Randomly tripped over this article.
http://ajw.asahi.com/article/0311disaster/life_and_death/AJ201601210001> A Tohoku Gakuin University senior majoring in sociology included the encounter in her graduation thesis, in which seven taxi drivers reported carrying "ghost passengers" following the March 2011 Great East Japan Earthquake and tsunami.
> Yuka Kudo, 22, went to Ishinomaki every week in her junior year to interview taxi drivers waiting for fares. She asked them, “Did you have any unusual experiences after the disaster?”
> She asked the question to more than 100 drivers, and many ignored her. Some became angry.
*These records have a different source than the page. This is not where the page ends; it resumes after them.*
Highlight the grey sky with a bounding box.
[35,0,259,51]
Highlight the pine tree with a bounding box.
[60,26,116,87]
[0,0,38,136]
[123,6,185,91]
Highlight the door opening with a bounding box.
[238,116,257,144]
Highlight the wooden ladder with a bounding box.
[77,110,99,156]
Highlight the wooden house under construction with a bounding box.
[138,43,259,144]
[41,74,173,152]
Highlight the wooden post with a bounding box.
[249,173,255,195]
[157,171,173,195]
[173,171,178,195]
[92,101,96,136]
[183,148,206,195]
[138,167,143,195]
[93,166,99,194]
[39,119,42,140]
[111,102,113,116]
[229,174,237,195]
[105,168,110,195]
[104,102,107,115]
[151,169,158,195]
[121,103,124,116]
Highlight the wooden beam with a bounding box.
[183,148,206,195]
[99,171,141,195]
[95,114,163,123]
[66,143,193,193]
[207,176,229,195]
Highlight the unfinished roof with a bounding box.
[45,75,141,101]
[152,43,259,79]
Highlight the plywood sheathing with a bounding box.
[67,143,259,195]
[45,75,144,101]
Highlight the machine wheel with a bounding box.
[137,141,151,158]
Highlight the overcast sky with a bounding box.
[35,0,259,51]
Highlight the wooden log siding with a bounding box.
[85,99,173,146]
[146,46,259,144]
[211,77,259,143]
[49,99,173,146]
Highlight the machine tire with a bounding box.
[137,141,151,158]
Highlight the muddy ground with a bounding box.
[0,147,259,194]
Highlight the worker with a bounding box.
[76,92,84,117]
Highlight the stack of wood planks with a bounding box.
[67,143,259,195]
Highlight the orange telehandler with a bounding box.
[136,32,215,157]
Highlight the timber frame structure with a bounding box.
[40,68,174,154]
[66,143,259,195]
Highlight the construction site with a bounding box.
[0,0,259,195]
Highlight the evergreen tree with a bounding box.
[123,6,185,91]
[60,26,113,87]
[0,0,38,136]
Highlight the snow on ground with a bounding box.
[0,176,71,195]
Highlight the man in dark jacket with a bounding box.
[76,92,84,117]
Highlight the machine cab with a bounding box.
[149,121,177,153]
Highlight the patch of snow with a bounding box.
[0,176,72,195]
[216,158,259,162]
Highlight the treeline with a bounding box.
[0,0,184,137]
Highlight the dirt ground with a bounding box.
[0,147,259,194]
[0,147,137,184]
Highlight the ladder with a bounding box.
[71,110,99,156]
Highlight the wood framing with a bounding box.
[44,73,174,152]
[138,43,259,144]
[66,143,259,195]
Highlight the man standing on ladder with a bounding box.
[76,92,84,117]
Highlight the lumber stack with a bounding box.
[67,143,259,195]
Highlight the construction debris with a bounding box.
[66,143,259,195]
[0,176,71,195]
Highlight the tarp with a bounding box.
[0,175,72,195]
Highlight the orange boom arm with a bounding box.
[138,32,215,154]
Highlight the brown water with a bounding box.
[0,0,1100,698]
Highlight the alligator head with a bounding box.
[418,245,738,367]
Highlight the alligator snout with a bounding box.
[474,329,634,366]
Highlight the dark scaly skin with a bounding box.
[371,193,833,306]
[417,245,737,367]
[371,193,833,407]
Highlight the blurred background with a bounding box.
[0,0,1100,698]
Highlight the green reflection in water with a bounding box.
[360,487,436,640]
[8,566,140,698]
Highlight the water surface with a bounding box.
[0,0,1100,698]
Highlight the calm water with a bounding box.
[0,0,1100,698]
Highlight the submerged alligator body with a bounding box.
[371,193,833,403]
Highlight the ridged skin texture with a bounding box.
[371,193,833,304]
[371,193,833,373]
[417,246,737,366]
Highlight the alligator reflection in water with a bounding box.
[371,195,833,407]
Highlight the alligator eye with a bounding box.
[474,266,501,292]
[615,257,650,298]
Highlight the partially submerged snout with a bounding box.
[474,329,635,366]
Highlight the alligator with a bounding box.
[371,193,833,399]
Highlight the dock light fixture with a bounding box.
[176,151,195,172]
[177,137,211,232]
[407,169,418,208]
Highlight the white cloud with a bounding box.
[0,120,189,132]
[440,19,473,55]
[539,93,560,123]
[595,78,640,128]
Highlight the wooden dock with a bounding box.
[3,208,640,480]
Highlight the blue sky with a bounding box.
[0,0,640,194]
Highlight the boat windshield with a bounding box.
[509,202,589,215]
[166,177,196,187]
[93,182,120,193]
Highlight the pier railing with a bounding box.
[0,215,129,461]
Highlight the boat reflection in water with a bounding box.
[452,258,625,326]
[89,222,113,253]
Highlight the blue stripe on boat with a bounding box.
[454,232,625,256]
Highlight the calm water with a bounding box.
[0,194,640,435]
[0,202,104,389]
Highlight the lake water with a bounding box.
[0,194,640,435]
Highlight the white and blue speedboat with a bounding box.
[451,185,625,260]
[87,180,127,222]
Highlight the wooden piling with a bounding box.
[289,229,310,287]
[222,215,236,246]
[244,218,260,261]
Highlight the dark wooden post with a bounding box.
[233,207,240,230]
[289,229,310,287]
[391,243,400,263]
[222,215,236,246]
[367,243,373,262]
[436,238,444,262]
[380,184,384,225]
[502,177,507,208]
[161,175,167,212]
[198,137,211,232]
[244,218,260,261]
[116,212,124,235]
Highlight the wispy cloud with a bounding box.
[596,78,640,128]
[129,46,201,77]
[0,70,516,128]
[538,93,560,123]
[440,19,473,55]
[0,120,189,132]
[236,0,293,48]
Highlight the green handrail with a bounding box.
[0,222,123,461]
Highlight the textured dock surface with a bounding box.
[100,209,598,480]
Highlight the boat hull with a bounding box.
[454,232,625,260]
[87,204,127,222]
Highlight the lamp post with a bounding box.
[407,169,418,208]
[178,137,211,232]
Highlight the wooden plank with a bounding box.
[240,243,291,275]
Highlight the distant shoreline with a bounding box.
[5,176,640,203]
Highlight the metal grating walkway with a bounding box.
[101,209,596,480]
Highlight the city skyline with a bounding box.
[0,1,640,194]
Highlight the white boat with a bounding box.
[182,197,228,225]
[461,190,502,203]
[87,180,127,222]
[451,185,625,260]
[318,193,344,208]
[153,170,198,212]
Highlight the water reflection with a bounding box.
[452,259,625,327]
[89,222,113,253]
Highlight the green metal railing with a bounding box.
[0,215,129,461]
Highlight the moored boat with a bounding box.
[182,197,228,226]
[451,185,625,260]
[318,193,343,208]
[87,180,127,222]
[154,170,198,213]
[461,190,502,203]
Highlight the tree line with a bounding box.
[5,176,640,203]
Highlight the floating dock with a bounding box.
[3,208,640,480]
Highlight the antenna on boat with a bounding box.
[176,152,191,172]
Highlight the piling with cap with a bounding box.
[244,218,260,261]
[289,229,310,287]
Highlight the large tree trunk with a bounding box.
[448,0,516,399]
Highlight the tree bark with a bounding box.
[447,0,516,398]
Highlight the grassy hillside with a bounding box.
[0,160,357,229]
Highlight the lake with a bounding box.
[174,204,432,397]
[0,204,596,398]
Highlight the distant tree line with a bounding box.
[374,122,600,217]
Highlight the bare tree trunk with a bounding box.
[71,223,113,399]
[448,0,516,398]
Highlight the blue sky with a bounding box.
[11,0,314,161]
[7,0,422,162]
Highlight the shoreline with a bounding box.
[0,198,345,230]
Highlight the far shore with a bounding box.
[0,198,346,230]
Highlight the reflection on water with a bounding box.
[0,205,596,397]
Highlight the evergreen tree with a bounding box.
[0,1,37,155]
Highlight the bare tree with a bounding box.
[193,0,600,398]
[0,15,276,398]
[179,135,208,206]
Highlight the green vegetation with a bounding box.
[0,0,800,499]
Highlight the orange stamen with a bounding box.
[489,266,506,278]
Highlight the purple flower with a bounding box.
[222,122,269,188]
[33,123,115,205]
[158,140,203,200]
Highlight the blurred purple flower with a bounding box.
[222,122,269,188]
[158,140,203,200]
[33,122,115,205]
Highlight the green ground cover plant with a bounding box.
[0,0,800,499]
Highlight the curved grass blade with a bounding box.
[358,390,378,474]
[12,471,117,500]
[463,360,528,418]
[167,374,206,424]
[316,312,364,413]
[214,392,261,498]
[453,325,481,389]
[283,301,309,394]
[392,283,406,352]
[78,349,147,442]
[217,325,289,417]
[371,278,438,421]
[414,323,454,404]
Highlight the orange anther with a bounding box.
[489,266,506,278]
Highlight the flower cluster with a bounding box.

However, seven drivers recounted their mysterious experiences to her.
In the two the article described, supposedly, the "ghost passengers" got in, spoke a bit, and at some point disappeared.
> The seven drivers' accounts cannot be easily dismissed as simple illusions. That is because if a passenger climbed in their taxi, the driver started the meter, which is recorded.
> If the passengers were indeed "ghosts," they were still counted as riders. As a result, the drivers were forced to pay their fares.
Do news-writers get some kind of special training for illogical thinking? A running meter without payment (or with the driver paying) doesn't prove that ghosts exist... (It also doesn't sound like the article's writer actually bothered to talk to anyone besides Yuka Kudo?)